The first and most imperative task is to find a better way of receiving and distributing migrants throughout the continent. There is an emerging consensus that major centers for humanitarian reception and administrative registration will need to be created in the primary 'front-line' states in South and East Europe. These will have to be run, or at least tightly supervised, by the EU Commission, because Brussels will finance them and will want to enforce minimum standards.
More controversial has been the question of fair distribution of migrants according to EU-wide criteria. So far, Eastern Europe has refused to accept any quotas. This will probably change, because it remains very much dependent on net contributions to the EU from Northern and Western Europe. Similarly, the stance in the UK has softened, with public opinion swinging towards more compassion and away from UKIP-style isolationism.
The second front is the fight against human trafficking. Large scale trafficking has generated the present, never-ending migration stream to Europe. It will be anything but easy to find effective measures against such sophisticated and entrenched schemes originating in the source countries and continuing through Northern Europe. [fold]
In Eritrea, the rot starts at the highest civil and military level of a country run by a totalitarian strongman. Whole contingents of would-be Eritrean migrants are sold over borders to international people smugglers based in Libya, a failed state. These ancestors of the Arab slave traders then sell places in boats which are pushed out into the Mediterranean with often disastrous consequences for desperate refugees.

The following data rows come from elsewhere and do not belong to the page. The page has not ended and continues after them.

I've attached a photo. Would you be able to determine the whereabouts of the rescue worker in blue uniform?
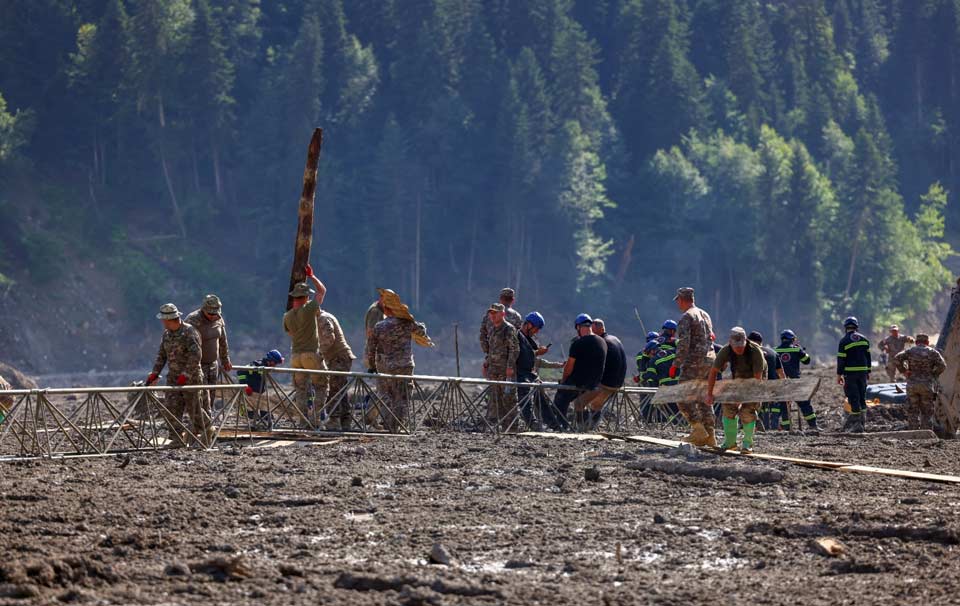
[770,330,820,433]
[837,317,871,433]
[633,330,660,387]
[659,320,677,350]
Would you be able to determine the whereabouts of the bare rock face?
[0,362,37,389]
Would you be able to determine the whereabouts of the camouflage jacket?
[183,309,230,364]
[894,345,947,388]
[153,322,201,383]
[367,317,427,374]
[673,306,716,372]
[880,335,914,364]
[317,311,357,360]
[480,307,523,354]
[485,320,520,368]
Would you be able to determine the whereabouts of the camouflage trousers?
[290,351,327,429]
[200,360,222,414]
[720,402,760,425]
[487,366,517,431]
[677,365,717,431]
[377,366,413,433]
[907,384,937,429]
[161,372,212,446]
[326,354,353,430]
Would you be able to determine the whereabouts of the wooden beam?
[652,377,820,404]
[287,128,323,311]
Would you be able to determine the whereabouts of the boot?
[720,417,737,450]
[703,425,717,448]
[740,421,757,454]
[682,421,708,446]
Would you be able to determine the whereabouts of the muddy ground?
[0,368,960,605]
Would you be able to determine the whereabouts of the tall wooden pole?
[287,128,323,310]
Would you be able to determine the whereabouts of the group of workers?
[139,265,945,452]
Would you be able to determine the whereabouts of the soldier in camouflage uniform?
[367,290,427,432]
[894,334,947,429]
[283,264,327,429]
[670,287,717,447]
[317,310,357,431]
[147,303,213,446]
[480,288,523,377]
[183,295,233,412]
[0,375,13,423]
[486,303,520,431]
[879,324,913,381]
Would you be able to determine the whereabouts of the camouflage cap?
[290,282,313,299]
[157,303,180,320]
[203,295,223,314]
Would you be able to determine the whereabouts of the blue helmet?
[523,311,544,330]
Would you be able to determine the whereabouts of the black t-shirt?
[600,333,627,387]
[564,335,607,389]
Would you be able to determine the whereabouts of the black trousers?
[843,373,867,415]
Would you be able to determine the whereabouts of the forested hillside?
[0,0,960,372]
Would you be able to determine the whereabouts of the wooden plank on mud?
[651,377,820,404]
[604,434,960,484]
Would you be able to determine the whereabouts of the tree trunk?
[211,143,223,200]
[413,192,423,311]
[160,150,187,238]
[287,128,323,310]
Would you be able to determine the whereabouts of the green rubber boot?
[740,421,757,454]
[720,417,737,450]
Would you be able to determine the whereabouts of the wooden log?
[829,429,940,440]
[652,377,820,404]
[287,128,323,311]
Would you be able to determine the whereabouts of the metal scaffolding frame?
[0,366,668,459]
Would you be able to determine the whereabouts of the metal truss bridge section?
[0,366,664,460]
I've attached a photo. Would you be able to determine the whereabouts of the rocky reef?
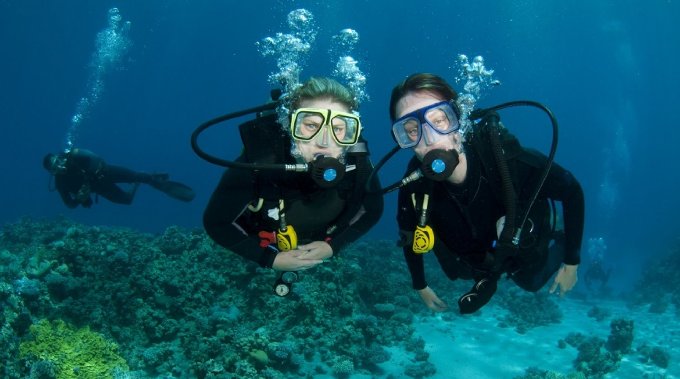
[0,219,436,378]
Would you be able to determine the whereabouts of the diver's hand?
[298,241,333,260]
[418,287,449,312]
[550,264,578,297]
[272,250,323,271]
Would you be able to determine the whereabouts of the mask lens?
[291,108,361,146]
[392,117,420,149]
[293,111,326,141]
[331,115,359,145]
[392,101,460,149]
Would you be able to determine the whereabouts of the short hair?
[390,73,458,122]
[290,77,359,111]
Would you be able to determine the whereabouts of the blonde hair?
[290,77,359,111]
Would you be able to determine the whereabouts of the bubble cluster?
[328,29,369,104]
[588,237,607,262]
[255,9,317,93]
[65,8,132,151]
[455,54,501,132]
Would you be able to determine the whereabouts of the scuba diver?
[375,73,584,314]
[43,148,195,208]
[199,77,383,296]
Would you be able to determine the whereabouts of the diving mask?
[392,101,460,149]
[290,108,361,146]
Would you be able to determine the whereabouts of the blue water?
[0,0,680,294]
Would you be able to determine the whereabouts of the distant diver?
[43,148,196,208]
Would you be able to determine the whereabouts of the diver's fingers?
[300,259,323,270]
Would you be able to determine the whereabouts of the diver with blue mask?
[197,78,383,296]
[374,73,584,314]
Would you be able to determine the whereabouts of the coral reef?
[496,286,563,334]
[19,320,128,379]
[629,241,680,315]
[0,219,435,379]
[513,367,586,379]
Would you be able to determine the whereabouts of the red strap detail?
[257,230,276,248]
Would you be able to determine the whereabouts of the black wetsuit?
[54,149,153,208]
[203,154,383,267]
[397,144,584,291]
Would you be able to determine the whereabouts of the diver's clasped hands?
[272,241,333,271]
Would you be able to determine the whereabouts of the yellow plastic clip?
[276,225,297,251]
[413,225,434,254]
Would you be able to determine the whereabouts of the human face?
[396,91,460,160]
[392,101,460,149]
[293,99,350,163]
[291,108,361,146]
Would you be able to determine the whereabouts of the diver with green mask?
[199,77,383,295]
[374,73,584,314]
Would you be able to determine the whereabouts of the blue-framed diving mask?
[290,108,361,146]
[392,101,460,149]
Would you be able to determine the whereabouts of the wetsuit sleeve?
[327,171,383,254]
[397,189,427,290]
[203,169,277,267]
[523,149,585,265]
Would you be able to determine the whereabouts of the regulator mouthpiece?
[309,156,345,188]
[420,149,458,182]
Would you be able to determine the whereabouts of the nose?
[314,125,330,147]
[420,122,437,146]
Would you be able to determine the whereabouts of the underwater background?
[0,0,680,378]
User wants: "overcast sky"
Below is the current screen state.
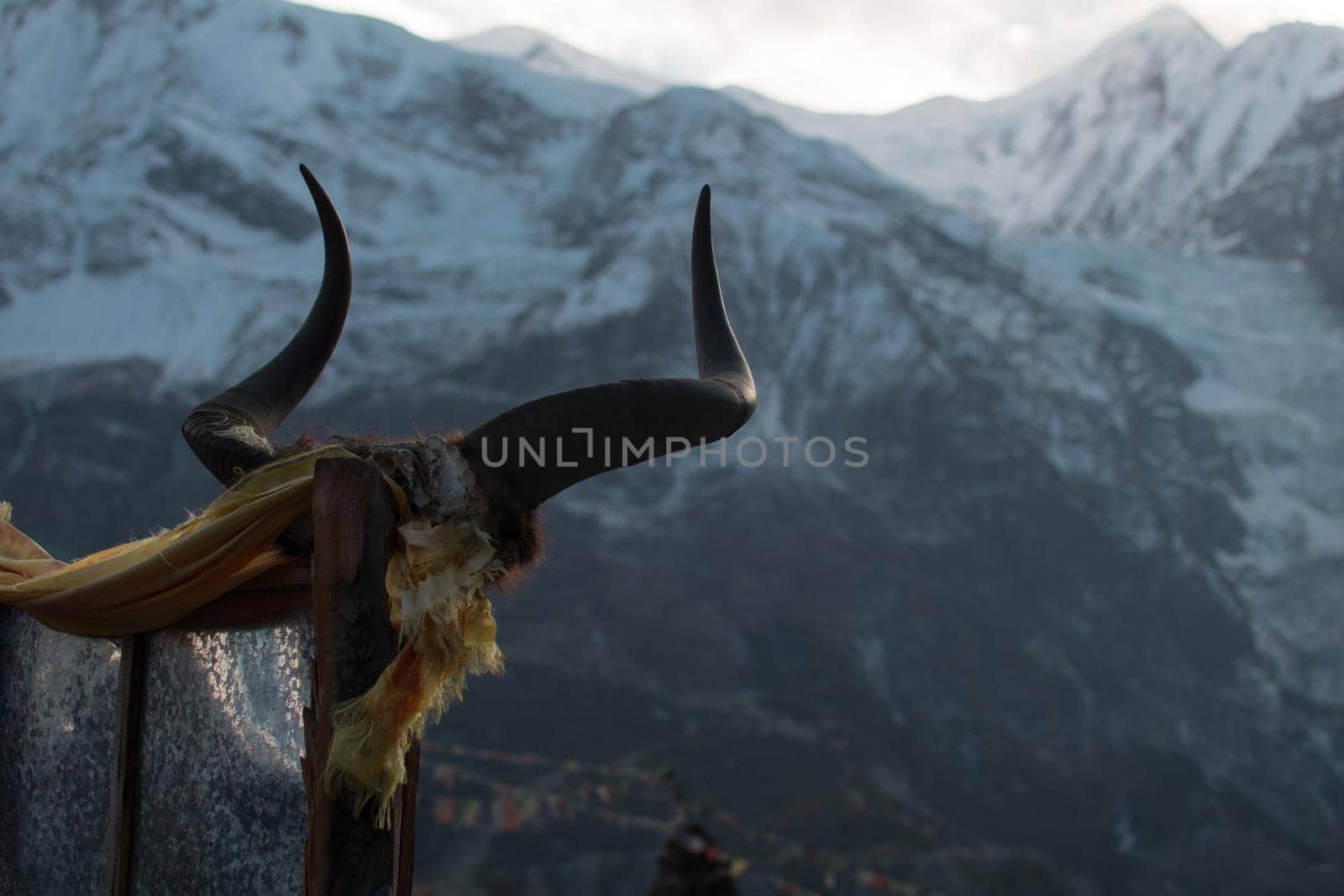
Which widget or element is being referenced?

Such criminal activity, protected by internationally-recognised governments as well as heavily armed and well-connected war lords, can only be interrupted by a mix of international sanctions and targeted military action. As yet, the EU has developed neither the required political will, nor the necessary military means. However, the need for action on this front has dramatically increased over the last weeks, and in typical EU fashion, European Governments might again surprise everybody, including themselves, with a more muscular response.
The third front, and the root of the whole problem, lies in the migrants' countries of origin. There is nothing new about migration. However, crises, whether man-made (war, oppression, inequality) or to a lesser degree, natural crises, can accelerate the 'normal' migration process to breaking point, as in the case of the violent implosion of Syria. With Syria literally at Europe's doorstep, very difficult decisions can no longer be avoided. These include entering into discussions with the Assad regime and trying to force Turkey, a NATO-member, to do more against ISIS.
In the present migrant influx to Europe, the great majority of Syrians are political refugees. However, the African migrants are mostly economic refugees, so measures in their country of origin will need to be long-term. An exception would be intergovernmental agreements in which source countries make it harder for citizens to leave, in return for sustainable development aid at a grass-roots level.
The ugly truth of course is that many African governments do nothing to prevent their best and brightest from leaving, and actually often push them out, either actively or through a deeply corrupt system in which connections invariably trump merit. In an address at a major book-fair in Germany, Senegalese writer Abasse Ndione eloquently accused his Government and continent: 'Only the sons of ministers stay' (my translation).
One bright spot in Europe's seemingly intractable migration mess was Angela Merkel's hopeful mid-August statement: 'the asylum issue could be the next big project where we show whether we're capable of working together'. Even Peter Sutherland (who's morphed from coolly calculating WTO head to morally hard-hitting Special Representative for international migration for the UN Secretary General) sees a 'the brief chance for Europe to rescue its integrity'. Moral rectitude may not be the first recourse for politicians, but in the context of refugee and asylum crises it's the ultimate yardstick for our type of democracy.
Other countries, harshly judged on their refugee policy in the court of Western public opinion, might want to reflect on this.